What do mystical streets really mean?
On June 12, mystical Prague opened to our students of summer educational programms in all its glory – everything that was previously hidden behind the facades of modern life, business haste or flashes of tourists’ cameras is in the past – in seconds we plunged into legends, ancient legends about the city and looked at historical streets completely. No wonder this city often turns out to be a platform for shooting mystical films.
If once, walking through Prague, you caught yourself feeling something supernatural or magical, then this is no accident, because this city has the largest number of local legends and stories about spirits and ghosts! Who knows, maybe all this is not just stories?

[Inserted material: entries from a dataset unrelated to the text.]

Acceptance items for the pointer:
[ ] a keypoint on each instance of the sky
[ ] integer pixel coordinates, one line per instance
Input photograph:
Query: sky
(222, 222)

Such a walk is the best for the evening, because, as the guides say, in the evening lighting Prague and its history are opened from a completely unusual side: for example, the story of a headless horseman still wandering the streets, stories about Princess Libuse, who has the gift to see the future, as well as about the famous Golem, who fell victim to his creator, the alchemist Maharal. There is a hypothesis that the name “Golem” comes from “gelem”, which means raw material in Hebrew. Golem was created by the Kabbalistic doctrine and was intended to serve the Jewish community.

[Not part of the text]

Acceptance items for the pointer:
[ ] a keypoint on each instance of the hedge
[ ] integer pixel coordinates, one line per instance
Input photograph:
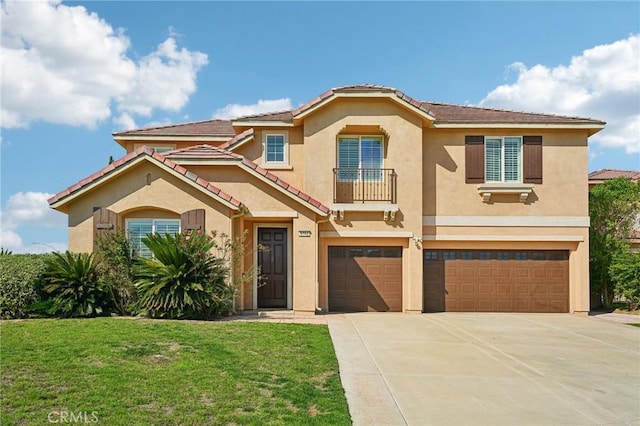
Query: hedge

Of course, all this sounds like a fairy tale, but it is historically confirmed that Prague was once the center of concentration of the most famous alchemists of its century, who flocked here from all over Europe on the initiative of Rudolph II, who dreamed of finding the philosopher’s stone. It is known that he actively sponsored the studies of alchemists, studied Kabbalah and was very interested in occult sciences himself. Some of the scientists he called to come in Prague lived on Zlata Lane, where MSM had already taken students as part of the tour to Prague Castle.
Those who considered themselves magicians and witches, alchemists and astrologers firmly established themselves in Prague in the distant Middle Ages, even before the Charles Bridge was built.
The tour was really interesting even to those who are not particularly interested in history – the students explored every nook and cranny and looked at the places where those same legendary characters lived.